If we choose to believe a text, a human product as that which ‘God' has given, precisely as it is, we are believing a text, not 'God’. We are believing that the extant text, literally, is what ‘God’ has given and is distinct from that which the text contains, or says, or signifies. The Septuagint, the Greek translation of the Hebrew Bible, or in Christian terms, the “Old Testament”, was seen as miraculous, as having been the result of seventy independent translators who then each translated the “original” text precisely and exactly the same. Believing such, is believing a text. It is not believing what that text says. It is believing in the revelation of the text, not in the revelation of what the text contains. Believing a text as being ‘God’s’ revelation is not the same as believing in ‘God’. It is making a text, a human product, even if produced by divine inspiration, a divine product itself. It is asserting that the text itself is the incarnation of ‘God’. One may believe that believing that the entire universe is only some six thousand years old is a belief in divine revelation, but that cannot be proven and the substance of that asserted revelation contradicts all the available evidence, even if it is theoretically possible, if one believes in ‘God’ and that ‘God’ is ‘God’. But such a belief denies the revelation of creation itself, and opposes ‘God’s’ revelation of a divinely created text to ‘God’s’ revelation in ‘God’s’ creation of all that is. That is not rational. It is an irrational belief, for it is asserting that ‘God’ contradicts ‘God’, even as ‘God’ does contradict God.

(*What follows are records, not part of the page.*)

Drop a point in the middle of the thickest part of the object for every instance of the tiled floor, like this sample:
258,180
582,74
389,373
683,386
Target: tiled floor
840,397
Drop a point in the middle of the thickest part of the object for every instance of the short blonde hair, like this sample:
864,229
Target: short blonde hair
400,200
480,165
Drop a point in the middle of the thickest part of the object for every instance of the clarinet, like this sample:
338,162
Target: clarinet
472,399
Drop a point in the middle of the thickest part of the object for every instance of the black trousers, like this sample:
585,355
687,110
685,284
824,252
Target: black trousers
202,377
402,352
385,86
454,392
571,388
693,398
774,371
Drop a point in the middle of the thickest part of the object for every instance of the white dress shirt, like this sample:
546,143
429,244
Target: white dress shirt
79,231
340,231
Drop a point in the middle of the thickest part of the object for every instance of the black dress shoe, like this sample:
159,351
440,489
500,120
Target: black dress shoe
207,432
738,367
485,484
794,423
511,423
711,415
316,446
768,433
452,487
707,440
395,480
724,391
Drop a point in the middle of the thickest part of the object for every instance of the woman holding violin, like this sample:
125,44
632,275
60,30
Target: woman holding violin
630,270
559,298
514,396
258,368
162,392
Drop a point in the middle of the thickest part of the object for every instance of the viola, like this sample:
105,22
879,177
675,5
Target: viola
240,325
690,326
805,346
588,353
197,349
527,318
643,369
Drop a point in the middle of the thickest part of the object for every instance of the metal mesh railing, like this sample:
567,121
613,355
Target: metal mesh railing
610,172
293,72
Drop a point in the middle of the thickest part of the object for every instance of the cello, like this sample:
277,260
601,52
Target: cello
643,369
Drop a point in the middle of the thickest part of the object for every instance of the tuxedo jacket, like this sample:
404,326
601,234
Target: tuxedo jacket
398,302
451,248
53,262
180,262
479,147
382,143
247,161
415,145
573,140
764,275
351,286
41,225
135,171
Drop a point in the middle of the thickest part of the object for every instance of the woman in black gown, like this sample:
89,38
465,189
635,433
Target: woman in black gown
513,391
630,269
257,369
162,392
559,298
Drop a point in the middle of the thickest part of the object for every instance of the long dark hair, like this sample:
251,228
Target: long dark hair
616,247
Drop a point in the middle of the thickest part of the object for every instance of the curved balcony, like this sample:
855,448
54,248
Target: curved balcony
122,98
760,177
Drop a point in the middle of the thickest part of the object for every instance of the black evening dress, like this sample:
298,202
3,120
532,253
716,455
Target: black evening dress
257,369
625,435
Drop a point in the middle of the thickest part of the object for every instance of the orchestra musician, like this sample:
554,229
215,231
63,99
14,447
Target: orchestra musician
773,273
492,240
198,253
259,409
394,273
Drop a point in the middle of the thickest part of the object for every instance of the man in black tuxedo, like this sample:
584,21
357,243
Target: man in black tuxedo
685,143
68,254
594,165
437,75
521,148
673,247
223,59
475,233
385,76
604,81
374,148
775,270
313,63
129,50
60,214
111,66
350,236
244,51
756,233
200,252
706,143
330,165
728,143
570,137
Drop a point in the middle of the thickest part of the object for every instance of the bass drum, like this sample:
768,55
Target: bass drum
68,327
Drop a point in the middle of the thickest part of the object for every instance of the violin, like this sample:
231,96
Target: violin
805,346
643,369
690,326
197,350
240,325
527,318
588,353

‘God’ cannot be limited to or confined by human reason. But if ‘God’ is ‘God’ and if ‘God’ has created human beings, then human reason is part of ‘God’s’ creation, and to oppose creation to creation is irrational. My point here is that reason is either a substitute for ‘God’, which then yields analogous problems to the question of ‘God’ itself, or is based on belief and faith in ‘God’. The problem is that faith or belief cannot be proved by reason, and reason cannot be proved by faith, even as faith or belief and reason are interdependent, and when faith is taken as reason or when reason is taken as faith there are problems. Reason can defend faith, and faith can defend reason, providing that the faith is rational, for faith that is irrational is illusion or delusion, especially when it is asserted as reason. Belief in ‘God’ or not-‘God’, belief in an afterlife or belief in no afterlife, are both reasonable, because neither can be disproven by reason and by that which is. The problem is when belief is belief in that which is irrational, belief in that which contradicts reason, then that belief is irrational, and consequently is illusion and/or delusion.
Such a delusional, irrational, belief is that ‘God’ makes everything o.k., that ‘God’ will help us with regard to the help we want, if we just pray enough, that ‘God’ helps us find parking spaces or score touchdowns (even though, as will be argued below, ‘God’ is the cause of us finding parking spaces and scoring touchdowns). Such beliefs are irrational because ‘God’ clearly does not always do so. ‘God’ does not always “provide” a parking space when we pray for one. ‘God’ does not always make us score a touchdown—figuratively or literally—when we ask. In The Sound of Music, Maria says that when God closes a door, He always opens a window. Yet that is not always the case. ‘God’ sometimes not only closes the door, but slams and locks all windows—that is, all windows that we can see and/or recognize as windows, or the window that ‘God’ opens appears to be one onto that which is even worse than where we were before, leaving no escape. As I will argue below, ‘God’ may very well “answer our prayers”, but it is not because we ask; it is not because we pray; it is not because we deserve it. If ‘God’ is ‘God’, ‘God’ does not dicker. So often our God is a human, all too human God. God is what we want God to be, and when ‘God’ is not that, we question, and suffer and “lose faith”. The problem here is not with ‘God’, but with our understanding and conception of God. If we believe in a God that we create according to our own thoughts, conceptions, hopes and dreams, we are simply creating an idol, the benevolent divine grandpa, or even father, or the great divine genie, who is there to do our bidding, even when we think that our bidding is God’s, making our own wishes, desires, and plans those of the eternal, atemporal God. ‘God’ does not conform to our finite minds, our limited minds, our self-centered minds, and any and every attempt to assert that we know the mind of ‘God’ is simply appealing to divine authority for our own desires; it is simply an attempt to claim God for ourselves, to claim that God is on our side; to claim that we can speak for God. It is to ignore the Scriptural assertion: My thoughts are not your thoughts (Is. 55:8), which is perhaps as certain a statement of revelation as there can be, if ‘God’ is and if ‘God’ is ‘God’.